Nasi: dari Meja Makan ke Kursi Kekuasaan

Redaksi Pena Budaya
624 views

Banyak sekali variasi flora yang tumbuh di Indonesia. Dari beribu macam flora ini, beberapa menjadi makanan pokok, sebut saja jagung, sagu, kentang dan nasi (beras). Untuk yang terakhir itu, tercatat Indonesia merupakan negara pengonsumsi beras terbesar ketiga di dunia. Kenapa akhirnya beras menjadi “wajah Indonesia” padahal kita mempunyai banyak sekali pilihan pangan lainnya untuk dimakan?

Indonesia diberkahi dengan keanekaragaman hayati yang tercermin dari banyaknya pilihan menu makanan. Hampir tiap daerah mempunyai ciri khas panganannya masing-masing. Faktor lingkungan tentu berperan penting terhadap variasi panganan yang dikonsumsi ini, misalnya kita akan menemukan kecenderungan rata-rata orang Sunda yang suka mengonsumsi lalapan karena keadaan geografis barat Pulau Jawa yang cocok ditanami sayur mayur. Sementara itu masyarakat Indonesia sebelah timur acapkali memakan sagu atau jagung sebagai makanan pokoknya ketimbang nasi lantaran bahan pangan tersebut cocok bertumbuh di sana. Jagung misalnya, cocok ditanam di lingkungan yang bercurah hujan rendah seperti di Pulau Sumbawa dan kepulauan sekitarnya. Hal ini berlaku pula di Pulau Madura dengan tanaman kentangnya. Di daerah timur lainnya sagu seolah tumbuh dengan sendirinya tanpa adanya sistem pertanian ala ala pesawahan atau kebun di barat Indonesia. Masyarakat di Papua telah lama memakan sagu sebagai makanan pokok karena bahan pangan ini tumbuh liar di lingkungan sana.
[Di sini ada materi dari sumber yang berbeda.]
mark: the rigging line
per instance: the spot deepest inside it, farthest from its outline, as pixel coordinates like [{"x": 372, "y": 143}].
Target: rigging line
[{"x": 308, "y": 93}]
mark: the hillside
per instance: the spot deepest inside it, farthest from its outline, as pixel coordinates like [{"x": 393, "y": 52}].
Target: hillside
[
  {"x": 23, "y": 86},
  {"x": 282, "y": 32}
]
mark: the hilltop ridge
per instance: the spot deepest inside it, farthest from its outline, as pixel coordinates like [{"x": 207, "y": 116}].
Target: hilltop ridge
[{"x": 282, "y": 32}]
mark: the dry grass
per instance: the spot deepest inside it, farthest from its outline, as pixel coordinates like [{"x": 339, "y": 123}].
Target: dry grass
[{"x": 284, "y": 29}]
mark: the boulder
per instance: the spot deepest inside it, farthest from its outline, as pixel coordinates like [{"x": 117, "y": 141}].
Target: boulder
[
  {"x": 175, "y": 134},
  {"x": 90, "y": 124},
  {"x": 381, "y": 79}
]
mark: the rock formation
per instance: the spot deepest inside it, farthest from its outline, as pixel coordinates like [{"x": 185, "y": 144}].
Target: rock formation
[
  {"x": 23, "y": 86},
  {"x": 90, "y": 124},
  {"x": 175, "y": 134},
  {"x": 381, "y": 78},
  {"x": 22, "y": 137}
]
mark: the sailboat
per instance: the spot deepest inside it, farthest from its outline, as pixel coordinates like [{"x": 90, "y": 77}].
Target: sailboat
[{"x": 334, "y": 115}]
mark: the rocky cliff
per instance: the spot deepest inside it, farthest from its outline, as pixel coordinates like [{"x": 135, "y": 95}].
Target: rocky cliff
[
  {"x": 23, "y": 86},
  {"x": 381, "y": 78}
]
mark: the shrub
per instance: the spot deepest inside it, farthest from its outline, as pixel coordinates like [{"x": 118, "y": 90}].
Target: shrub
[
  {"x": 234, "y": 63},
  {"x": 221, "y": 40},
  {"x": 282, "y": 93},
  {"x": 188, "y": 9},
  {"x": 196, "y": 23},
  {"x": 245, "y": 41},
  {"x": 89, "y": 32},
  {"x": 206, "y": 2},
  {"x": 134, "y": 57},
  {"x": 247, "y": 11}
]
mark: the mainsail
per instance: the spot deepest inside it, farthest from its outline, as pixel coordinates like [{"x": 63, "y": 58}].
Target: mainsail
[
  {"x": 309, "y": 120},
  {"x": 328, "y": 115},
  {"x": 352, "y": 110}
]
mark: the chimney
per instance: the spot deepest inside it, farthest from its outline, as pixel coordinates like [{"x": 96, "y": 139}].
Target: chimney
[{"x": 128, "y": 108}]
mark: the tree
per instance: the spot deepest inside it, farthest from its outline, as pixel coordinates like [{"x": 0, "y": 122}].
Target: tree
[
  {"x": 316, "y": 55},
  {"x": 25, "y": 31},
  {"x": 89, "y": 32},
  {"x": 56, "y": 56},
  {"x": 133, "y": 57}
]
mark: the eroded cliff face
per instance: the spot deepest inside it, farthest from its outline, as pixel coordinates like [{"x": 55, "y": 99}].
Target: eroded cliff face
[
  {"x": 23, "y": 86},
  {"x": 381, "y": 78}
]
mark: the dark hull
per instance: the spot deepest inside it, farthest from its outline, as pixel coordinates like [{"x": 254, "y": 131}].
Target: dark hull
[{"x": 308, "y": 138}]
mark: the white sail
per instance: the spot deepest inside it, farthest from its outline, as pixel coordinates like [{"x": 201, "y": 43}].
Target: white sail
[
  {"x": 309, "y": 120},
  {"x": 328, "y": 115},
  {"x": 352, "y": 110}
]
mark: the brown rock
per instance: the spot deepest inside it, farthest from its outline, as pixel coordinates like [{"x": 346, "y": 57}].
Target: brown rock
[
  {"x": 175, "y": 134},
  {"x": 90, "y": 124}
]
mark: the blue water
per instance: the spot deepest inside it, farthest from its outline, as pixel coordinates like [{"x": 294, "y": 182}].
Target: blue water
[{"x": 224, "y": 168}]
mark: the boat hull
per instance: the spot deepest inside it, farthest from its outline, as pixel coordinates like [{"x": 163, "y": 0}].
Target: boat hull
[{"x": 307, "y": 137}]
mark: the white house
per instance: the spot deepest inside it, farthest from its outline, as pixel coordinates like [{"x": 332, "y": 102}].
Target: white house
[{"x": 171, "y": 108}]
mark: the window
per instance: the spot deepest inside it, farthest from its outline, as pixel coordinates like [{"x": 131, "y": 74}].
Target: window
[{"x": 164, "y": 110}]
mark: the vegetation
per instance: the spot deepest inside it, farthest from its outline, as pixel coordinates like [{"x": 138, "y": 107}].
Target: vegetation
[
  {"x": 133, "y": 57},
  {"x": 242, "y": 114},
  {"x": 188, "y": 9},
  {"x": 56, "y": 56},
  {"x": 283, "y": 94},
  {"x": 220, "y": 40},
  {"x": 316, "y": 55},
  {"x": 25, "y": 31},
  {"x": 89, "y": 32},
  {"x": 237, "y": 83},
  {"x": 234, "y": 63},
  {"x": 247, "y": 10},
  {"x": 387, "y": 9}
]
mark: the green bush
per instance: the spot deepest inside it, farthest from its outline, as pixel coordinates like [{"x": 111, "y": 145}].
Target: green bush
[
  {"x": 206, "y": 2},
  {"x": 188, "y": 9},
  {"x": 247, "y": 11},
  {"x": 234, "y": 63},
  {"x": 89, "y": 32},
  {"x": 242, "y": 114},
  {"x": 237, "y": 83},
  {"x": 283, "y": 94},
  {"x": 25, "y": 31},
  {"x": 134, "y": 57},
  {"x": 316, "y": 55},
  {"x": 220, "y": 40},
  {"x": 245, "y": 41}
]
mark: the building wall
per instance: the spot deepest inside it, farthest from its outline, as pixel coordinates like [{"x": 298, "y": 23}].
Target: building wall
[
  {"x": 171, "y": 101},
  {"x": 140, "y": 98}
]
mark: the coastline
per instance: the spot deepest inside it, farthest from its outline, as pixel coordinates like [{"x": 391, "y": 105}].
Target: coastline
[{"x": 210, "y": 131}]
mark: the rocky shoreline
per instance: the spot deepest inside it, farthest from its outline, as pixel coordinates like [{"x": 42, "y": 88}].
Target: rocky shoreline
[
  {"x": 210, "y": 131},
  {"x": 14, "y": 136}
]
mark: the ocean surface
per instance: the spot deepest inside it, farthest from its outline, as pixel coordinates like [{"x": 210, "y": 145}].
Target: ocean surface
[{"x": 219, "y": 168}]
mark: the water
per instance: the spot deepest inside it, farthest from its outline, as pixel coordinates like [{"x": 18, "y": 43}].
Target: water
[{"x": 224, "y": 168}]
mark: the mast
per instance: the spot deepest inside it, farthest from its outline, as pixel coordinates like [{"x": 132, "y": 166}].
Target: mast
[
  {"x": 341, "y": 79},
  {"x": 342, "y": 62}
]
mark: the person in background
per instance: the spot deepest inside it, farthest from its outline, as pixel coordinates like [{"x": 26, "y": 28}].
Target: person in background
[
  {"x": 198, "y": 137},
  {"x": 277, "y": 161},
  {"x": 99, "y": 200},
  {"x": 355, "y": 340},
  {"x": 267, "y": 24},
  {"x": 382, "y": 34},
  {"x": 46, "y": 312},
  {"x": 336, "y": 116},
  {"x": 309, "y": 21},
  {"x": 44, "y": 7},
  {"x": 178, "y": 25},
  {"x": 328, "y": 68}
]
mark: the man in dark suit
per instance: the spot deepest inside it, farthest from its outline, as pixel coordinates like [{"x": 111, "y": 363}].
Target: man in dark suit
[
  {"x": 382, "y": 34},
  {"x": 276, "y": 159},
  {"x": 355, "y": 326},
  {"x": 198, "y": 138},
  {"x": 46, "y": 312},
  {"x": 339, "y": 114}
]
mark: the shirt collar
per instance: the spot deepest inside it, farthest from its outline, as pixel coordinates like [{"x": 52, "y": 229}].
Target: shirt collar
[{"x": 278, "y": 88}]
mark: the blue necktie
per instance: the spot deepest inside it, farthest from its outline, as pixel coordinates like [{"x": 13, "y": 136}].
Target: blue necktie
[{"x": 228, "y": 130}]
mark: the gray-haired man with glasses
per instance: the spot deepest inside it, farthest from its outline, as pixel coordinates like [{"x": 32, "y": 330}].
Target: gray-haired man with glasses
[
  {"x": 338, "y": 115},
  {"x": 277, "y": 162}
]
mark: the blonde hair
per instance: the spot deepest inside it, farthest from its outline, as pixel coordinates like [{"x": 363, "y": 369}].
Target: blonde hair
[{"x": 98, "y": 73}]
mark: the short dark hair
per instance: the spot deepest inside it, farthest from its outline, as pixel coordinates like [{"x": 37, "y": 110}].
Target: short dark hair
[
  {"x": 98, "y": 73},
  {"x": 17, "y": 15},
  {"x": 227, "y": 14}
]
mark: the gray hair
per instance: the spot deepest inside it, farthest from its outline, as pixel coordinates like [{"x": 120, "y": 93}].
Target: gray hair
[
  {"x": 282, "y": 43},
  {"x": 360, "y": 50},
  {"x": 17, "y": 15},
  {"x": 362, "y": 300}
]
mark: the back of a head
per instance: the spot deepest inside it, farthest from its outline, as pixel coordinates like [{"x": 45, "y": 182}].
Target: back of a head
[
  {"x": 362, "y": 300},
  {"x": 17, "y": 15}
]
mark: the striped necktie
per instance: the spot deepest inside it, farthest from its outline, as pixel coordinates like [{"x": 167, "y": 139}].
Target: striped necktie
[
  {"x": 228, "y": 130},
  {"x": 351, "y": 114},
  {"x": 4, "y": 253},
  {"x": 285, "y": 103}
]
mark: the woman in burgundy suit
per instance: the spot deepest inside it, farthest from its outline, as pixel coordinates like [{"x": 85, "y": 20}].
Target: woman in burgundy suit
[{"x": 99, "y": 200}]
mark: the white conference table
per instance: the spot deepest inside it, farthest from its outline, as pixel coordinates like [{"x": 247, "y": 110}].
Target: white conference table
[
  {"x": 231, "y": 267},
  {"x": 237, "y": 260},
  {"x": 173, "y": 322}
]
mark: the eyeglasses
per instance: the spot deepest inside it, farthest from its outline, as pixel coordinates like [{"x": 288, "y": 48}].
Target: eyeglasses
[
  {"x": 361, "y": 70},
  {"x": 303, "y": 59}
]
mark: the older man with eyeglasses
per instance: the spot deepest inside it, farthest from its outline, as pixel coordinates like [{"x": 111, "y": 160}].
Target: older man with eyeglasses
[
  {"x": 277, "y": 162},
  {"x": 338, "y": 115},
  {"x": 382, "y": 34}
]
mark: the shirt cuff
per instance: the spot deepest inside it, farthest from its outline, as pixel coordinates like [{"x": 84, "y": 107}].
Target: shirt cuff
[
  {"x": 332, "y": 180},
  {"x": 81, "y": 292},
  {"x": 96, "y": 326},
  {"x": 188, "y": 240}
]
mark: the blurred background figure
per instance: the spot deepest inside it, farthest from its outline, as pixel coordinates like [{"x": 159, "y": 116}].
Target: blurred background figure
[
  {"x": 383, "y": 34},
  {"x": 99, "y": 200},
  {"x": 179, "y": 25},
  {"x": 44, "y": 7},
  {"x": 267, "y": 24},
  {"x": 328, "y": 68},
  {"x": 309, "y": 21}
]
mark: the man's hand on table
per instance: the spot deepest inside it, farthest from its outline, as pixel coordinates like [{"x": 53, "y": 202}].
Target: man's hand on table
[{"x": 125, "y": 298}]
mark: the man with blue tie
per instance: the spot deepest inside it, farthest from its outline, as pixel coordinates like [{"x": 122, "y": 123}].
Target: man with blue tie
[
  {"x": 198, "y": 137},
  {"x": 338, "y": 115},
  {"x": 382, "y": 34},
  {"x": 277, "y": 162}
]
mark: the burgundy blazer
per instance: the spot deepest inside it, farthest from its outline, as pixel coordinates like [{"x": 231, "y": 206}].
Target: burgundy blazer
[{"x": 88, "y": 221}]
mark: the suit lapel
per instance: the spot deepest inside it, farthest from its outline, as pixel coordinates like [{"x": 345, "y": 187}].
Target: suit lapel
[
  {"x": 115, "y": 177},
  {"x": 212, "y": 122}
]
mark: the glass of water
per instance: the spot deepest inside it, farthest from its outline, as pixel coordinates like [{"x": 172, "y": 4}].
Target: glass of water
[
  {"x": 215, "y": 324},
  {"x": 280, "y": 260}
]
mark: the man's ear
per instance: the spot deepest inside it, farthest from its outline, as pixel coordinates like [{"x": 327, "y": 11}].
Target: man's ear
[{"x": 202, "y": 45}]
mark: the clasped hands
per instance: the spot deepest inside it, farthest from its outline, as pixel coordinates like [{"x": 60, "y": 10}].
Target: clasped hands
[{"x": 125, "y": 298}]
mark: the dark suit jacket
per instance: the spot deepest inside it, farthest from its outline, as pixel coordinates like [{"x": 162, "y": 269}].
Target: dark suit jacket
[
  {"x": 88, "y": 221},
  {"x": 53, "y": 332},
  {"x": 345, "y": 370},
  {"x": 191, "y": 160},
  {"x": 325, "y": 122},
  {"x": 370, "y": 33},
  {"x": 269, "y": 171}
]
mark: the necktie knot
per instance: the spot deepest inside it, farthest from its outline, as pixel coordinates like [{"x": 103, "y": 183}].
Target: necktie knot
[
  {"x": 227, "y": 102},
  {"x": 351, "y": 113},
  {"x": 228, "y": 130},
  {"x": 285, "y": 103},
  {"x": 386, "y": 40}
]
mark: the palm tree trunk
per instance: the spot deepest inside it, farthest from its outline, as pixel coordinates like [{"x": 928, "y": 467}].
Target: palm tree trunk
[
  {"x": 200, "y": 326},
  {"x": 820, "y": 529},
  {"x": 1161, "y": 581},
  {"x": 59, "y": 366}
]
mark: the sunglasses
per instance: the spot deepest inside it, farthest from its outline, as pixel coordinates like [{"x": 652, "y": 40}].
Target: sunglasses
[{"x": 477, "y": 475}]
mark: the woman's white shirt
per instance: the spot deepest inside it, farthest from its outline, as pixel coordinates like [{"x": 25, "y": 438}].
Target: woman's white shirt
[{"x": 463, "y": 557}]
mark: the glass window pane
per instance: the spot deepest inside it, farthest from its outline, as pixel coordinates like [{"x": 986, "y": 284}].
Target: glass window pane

Dengan adanya keragaman ini tentu memengaruhi kebudayaan masyarakat setempat. Bahan pangan menjadi simbol dari tradisi yang dianut oleh masyarakat.  Tradisi-tradisi (makan) berkembang bersesuaian dengan ketersediaan bahan pangan alami yang ada di tempat tersebut. Orang-orang yang tidak membudidayakan padi sebagai bahan pangannya tentu tidak pernah mengenal Dewi Padi; Sri, yang bagi orang Jawa merupakan representasi dari kesuburan. Ritual-ritual yang bersangkut paut dengan kepercayaan setempat seperti misalnya upacara adat untuk menyambut kelahiran bayi berbeda-beda di tiap daerah karena faktor ketersediaan panganan yang ada di daerah tersebut. Bagi orang Jawa menyediakan sesajen bubur merah-bubur putih, bagi suku lainnya tentu lain lagi. Dus, akhirnya persoalan makanan bukan hanya soalan perut tetapi juga menjadi cermin budaya yang dianut oleh masyarakat tertentu.


Kolonialisasi Lewat Padi

Dari banyaknya pilihan panganan di Indonesia ini mengapa pada akhirnya kita menetapkan nasi sebagai “makanan nasional” kita lantas menjadikannya sebagai makanan pokok? Padahal sumber-sumber karbohidrat dari selain nasi sebenarnya banyak juga, seperti yang telah disebutkan. Secara kultural, kebiasaan memakan nasi ini pun awalnya hanya dimiliki oleh suku bangsa yang secara geografis berada di barat Indonesia, khususnya bagi Jawa sendiri sebagai etnis yang menjadi mayoritas. Bagi masyarakat timur Indonesia agaknya nasi tidak begitu biasa untuk dikonsumsi sebagai makanan keseharian.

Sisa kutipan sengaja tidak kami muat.